On Friday, I awoke again to the dulcet tones of raindrops, but this time I was prepared. I put my rubber boots on, opened my umbrella, and shouted my defiance to the cloudy skies. Whereupon it stopped raining. It started again in a few minutes, though, so I was vindicated. It was the orientation day for all the assistants in the entire region, so Olesya, Nikki and I hopped on the bus to the IUFM, which is the teacher-training school. The first part of the day was mostly in French, with short speeches in each of the 8 languages being taught in the region this year (English, German, Spanish, Italian, Portuguese, Chinese, Russian and Arabic). It was really neat to hear all the languages, especially Portuguese and Russian, which I always think sound like the other one. (The trick is that Portuguese has a lot more zh-sounds, and Russian has a lot more k-sounds.) We learned that there are 5682 assistants in France this year, speaking 15 languages and representing 53 countries. In my region, there are 163 assistants (of which 110 speak English), speaking 8 languages and representing 26 countries. This means that the English speakers come from the US, England, Scotland, Ireland, Wales, Canada, Australia, and New Zealand (I’ve probably forgotten a couple). Which means that the poor French kids, most of whom have only heard British accents, will have to decipher this mix of dialects. It’ll definitely be good for them, but it will be hard at first.
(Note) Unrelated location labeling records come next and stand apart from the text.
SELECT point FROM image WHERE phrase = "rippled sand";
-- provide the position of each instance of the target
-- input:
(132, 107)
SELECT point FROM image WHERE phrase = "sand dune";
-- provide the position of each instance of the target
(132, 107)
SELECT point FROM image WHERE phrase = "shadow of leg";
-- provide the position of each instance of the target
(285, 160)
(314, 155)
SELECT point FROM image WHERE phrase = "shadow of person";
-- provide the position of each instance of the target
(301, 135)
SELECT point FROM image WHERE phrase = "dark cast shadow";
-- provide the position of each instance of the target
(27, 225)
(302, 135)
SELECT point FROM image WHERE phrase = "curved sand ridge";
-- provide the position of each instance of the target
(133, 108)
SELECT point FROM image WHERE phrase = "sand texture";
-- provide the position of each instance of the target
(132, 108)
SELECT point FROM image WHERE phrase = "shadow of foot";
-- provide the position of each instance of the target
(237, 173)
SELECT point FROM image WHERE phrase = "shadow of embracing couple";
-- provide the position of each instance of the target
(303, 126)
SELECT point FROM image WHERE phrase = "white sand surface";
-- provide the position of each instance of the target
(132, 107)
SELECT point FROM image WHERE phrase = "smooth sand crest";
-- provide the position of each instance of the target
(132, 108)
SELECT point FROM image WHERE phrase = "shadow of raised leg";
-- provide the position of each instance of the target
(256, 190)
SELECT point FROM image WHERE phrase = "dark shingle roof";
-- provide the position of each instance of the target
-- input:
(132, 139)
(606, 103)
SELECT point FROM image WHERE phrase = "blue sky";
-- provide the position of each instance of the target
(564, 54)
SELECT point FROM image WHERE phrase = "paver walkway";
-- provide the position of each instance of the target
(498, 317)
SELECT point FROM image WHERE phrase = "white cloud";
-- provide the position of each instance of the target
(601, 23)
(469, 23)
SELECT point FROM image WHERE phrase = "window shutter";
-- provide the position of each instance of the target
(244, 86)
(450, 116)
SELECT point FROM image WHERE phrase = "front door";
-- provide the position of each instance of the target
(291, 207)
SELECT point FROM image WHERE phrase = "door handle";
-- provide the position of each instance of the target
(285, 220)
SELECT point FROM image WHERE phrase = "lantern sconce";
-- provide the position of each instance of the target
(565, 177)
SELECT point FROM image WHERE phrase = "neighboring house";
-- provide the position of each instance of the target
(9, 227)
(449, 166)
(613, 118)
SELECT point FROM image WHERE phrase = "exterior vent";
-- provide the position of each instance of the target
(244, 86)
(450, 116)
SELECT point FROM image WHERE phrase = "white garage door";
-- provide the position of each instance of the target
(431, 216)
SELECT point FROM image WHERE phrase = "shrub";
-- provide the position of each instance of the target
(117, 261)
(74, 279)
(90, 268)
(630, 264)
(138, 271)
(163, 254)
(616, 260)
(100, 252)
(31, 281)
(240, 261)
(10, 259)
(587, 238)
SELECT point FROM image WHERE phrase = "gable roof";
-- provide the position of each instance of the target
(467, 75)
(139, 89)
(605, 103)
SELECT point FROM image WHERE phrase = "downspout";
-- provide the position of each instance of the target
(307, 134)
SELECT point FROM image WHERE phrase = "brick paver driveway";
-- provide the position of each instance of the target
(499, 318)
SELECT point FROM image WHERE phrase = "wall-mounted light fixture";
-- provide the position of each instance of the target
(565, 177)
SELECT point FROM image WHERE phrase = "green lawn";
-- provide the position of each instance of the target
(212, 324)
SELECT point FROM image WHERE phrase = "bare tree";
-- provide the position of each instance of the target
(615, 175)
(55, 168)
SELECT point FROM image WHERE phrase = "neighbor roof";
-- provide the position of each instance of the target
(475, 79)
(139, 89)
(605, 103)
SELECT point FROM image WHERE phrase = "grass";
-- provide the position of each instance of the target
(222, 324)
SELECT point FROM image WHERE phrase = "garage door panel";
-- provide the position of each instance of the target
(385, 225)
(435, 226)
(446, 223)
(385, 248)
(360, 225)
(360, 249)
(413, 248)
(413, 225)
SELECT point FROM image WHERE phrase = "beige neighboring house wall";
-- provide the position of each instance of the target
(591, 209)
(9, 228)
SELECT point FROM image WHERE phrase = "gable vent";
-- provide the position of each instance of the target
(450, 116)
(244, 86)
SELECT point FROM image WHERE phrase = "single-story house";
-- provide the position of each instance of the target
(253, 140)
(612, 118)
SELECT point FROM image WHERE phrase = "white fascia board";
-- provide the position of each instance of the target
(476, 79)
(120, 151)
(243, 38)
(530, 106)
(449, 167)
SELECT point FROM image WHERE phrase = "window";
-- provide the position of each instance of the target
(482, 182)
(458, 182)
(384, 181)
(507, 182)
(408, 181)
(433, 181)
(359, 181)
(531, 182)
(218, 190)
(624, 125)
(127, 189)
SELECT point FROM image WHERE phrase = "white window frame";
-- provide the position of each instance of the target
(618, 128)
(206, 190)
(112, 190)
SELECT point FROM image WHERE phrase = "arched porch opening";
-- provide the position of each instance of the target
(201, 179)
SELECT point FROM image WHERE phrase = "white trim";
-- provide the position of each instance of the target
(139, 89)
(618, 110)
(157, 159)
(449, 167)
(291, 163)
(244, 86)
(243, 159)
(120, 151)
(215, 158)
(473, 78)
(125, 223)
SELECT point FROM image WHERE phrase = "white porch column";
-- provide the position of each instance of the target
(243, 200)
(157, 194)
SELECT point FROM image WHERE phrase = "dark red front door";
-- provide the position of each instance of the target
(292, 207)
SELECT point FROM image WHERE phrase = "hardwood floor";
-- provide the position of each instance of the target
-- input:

We split up into language groups in the afternoon, so we could hear about all the paperwork in our native languages. The French authorities ask for everything but your first-born child, and I’m pretty sure they’d ask for that too if they thought they could get away with it. It’s especially bad if you’re not from the European Union (yet another reason to be jealous of Europe) because you have to get a temporary green card to be here for longer than 6 months. It was during this session that we saw “concubinage” listed as a possibility for marital status, which made us nearly hysterical. I looked it up later and found that it meant “common-law marriage”, which is much less amusing than it should be. Afterwards, I made plans with Emilia and a Canadian boy named Alex to go out to an Irish pub. On the way home, I stopped by France Télécom to try to get a telephone line, but since there hasn’t been one in our apartment for a few years, they have to send someone over. I got an appointment for a week and a half later, which isn't bad, considering that this is France. The saga continues…

Olesya came with us to the pub, where there were snakebites and something called black velvets on the menu. The snakebite was half Guinness, half Kilkenny, and the black velvet was that plus blackcurrant syrup. Having been informed by a certain Jumbo with Australian connections that blackcurrant concoctions are delicious, I ordered the black velvet, as did Emilia. It was HUGE, so it took me about 2 hours to drink it, but it was very good. About halfway through, my French started to improve dramatically, or at least I thought it did… We walked home (well, I skipped part of the way – it’s embarrassing how much of a lightweight I am, and how hyper alcohol makes me) and went to bed.


  1. What a waste of good Guinness! Yuk!

    Ha ha, seriously, when in France... You're in cider and mead (hydromel) country there...

    Hope you get your phone/internet set. That was the least fun part of living over there (well, pre-internet, of course, back in the 80's...), not having a phone and having to go out to the post office to make overseas calls...

  2. No matter what Doc says, it is so not a waste of guinness! And I think it's interesting that you met another Amelia, though spelled differently. Sounds like you're having a great time!